Path Integral on Star Graph

TL;DR

This paper develops a new path integral formulation for a particle on a star graph, capturing boundary conditions at fixed points of boundary RG flow using a folding trick and group representations.

Contribution

It introduces a novel path integral approach that encodes boundary conditions via weight factors linked to Z_2 group representations, applicable to star graphs.

Findings

Path integral formulation correctly captures scale-invariant boundary conditions.

Weight factors are related to N-dimensional unitary representations of Z_2.

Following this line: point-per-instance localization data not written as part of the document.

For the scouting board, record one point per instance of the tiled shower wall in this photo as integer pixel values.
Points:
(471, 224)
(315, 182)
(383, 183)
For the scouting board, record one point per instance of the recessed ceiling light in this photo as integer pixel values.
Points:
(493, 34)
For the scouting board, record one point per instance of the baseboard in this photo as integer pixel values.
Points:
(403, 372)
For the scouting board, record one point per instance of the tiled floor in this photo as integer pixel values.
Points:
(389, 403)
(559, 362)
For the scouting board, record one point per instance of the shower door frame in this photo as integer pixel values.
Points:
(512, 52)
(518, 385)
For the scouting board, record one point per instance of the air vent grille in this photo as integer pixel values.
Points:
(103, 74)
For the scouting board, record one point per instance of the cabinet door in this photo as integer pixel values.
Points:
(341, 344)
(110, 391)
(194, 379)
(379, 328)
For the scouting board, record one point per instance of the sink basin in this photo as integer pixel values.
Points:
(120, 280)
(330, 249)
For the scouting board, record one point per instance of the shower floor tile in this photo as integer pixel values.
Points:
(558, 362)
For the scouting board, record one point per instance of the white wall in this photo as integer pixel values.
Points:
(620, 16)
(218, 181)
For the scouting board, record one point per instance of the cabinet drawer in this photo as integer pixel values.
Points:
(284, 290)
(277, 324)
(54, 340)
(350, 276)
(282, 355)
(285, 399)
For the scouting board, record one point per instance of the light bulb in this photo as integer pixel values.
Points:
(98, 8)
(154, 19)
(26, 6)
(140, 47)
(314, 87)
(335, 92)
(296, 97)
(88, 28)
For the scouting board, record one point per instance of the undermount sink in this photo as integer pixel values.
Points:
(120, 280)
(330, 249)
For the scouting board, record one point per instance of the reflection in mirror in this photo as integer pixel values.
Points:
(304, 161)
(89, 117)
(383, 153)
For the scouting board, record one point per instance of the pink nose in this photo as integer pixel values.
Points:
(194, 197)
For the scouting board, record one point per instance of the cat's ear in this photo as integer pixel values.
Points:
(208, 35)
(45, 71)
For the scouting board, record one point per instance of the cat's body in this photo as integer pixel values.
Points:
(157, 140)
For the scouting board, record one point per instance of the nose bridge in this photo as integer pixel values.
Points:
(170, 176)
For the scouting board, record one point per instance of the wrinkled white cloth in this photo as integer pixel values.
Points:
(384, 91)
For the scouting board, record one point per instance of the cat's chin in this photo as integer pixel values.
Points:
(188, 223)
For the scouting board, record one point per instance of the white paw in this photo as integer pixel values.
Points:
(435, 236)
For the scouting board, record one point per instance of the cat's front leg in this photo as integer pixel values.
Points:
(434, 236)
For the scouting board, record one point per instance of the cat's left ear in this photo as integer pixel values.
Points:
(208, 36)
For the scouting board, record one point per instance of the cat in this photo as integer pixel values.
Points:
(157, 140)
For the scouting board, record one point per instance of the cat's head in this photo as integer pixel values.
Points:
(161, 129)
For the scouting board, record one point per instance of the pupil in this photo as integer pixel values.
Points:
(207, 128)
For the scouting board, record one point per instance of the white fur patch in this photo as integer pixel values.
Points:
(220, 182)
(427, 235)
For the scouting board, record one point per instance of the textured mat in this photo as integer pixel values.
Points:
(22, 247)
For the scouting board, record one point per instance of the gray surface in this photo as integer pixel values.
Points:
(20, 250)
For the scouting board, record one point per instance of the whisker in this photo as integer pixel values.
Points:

Framework can be extended to momentum-dependent weights and worldline formalism.

Abstract

In this paper we study path integral for a single spinless particle on a star graph with N edges, whose vertex is known to be described by U(N) family of boundary conditions. After carefully studying the free particle case, both at the critical and off-critical levels, we propose a new path integral formulation that correctly captures all the scale-invariant subfamily of boundary conditions realized at fixed points of boundary renormalization group flow. Our proposal is based on the folding trick, which maps a scalar-valued wave function on star graph to an N-component vector-valued wave function on half-line. All the parameters of scale-invariant subfamily of boundary conditions are encoded into the momentum independent weight factors, which appear to be associated with the two distinct path classes on half-line that form the cyclic group Z_2. We show that, when bulk interactions are edge-independent, these weight factors are generally given by an N-dimensional unitary representation of Z_2. Generalization to momentum dependent weight factors and applications to worldline formalism are briefly discussed.